The mystery of evolution has long been subject to close attention in the scientific community. Recent technological advances allow to unravel novel genome sequences, contributing to the study of anatomy and evolution of diversified animal species. I would like to bring to light recent findings of the Copenhagen Marine Biological Laboratory on a monstrous giant squid, a size of a school bus.
Giant squids have never been caught in the history of humankind which makes the process of scientific discovery especially complicated. Therefore, as explained by Albertin, the leader of the Marine Biological Laboratory, modeling the genome sequence of this animal is groundbreaking (Marine Biological Laboratory, 2020). The researchers concluded that giant squid has approximately 2.7 billion DNA base pairs which constitutes 90% of the human genome (MBL, 2020).
Yet, further comparison of the giant squid with the four other cephalopod species showed that Hox and Wnt, the two genes present in almost all animals, are found only in the giant squid genome. Such finding challenges the widely accepted idea of whole-genome duplication, probing scientists to search further.
Analyzing the genome of the giant squid more precisely will provide novel insights into the biology of these unique marine animals. Planning the next steps of the study, researchers hope to discover the reasons why giant squid has the biggest brain among all invertebrates and find scientific explanation behind the animal’s agility and highly skilled camouflage (Da Fonseca et al., 2020).
According to Linder (2020), cephalopods are believed to evolve independently from the vertebrates. However, the shared copies of genes in the genome suggest a groundbreaking hypothesis that cephalopods and vertebrates are, in fact, built the same way. One reason for such hypothesis is that the giant squid genome has more than 100 genes in the protocadherin family which is typically absent in invertebrates (MBL, 2020).
Da Fonseca et al. (2020) emphasized that protocadherins help to coordinate a complicated brain, usually operating in vertebrates only. Another reason for the correlation between the giant squid and vertebrates is reflectins. As researchers are concerned about the instantaneous camouflage skills of the animal, close attention is paid to reflectin, a gene which encodes protein involved in goniochromism (MBL, 2020). Finding answers to all the aforementioned questions will improve the modern understanding of cephalopod, raising awareness of the novel genes in evolution.

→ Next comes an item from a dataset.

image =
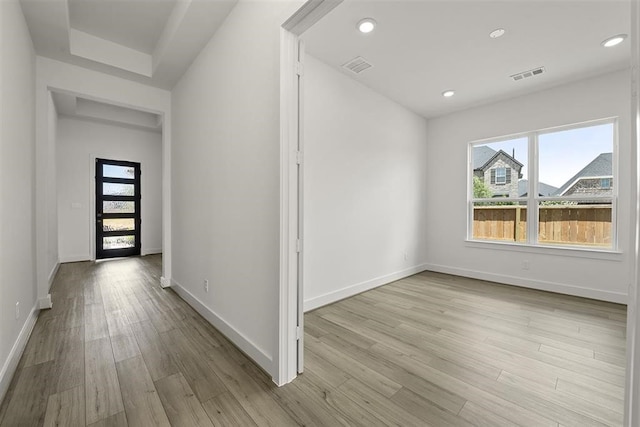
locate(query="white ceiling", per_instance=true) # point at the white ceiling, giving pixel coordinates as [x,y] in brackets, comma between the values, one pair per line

Da Fonseca, R., Couto, A., Machado, A. M., Brejova, B., Albertin, C. B., Silva, F., … Gilbert, T.P. (2020). A draft genome sequence of the elusive giant squid (Architeuthis dux). GigaScience, 9(1), 1-12. Web.
Linder, C. (2020). Team uncovers major new truths about the legendary giant squid. Popular Mechanics. Web.
Marine Biological Laboratory. (2020). The mysterious, legendary giant squid’s genome is revealed. ScienceDaily. Web.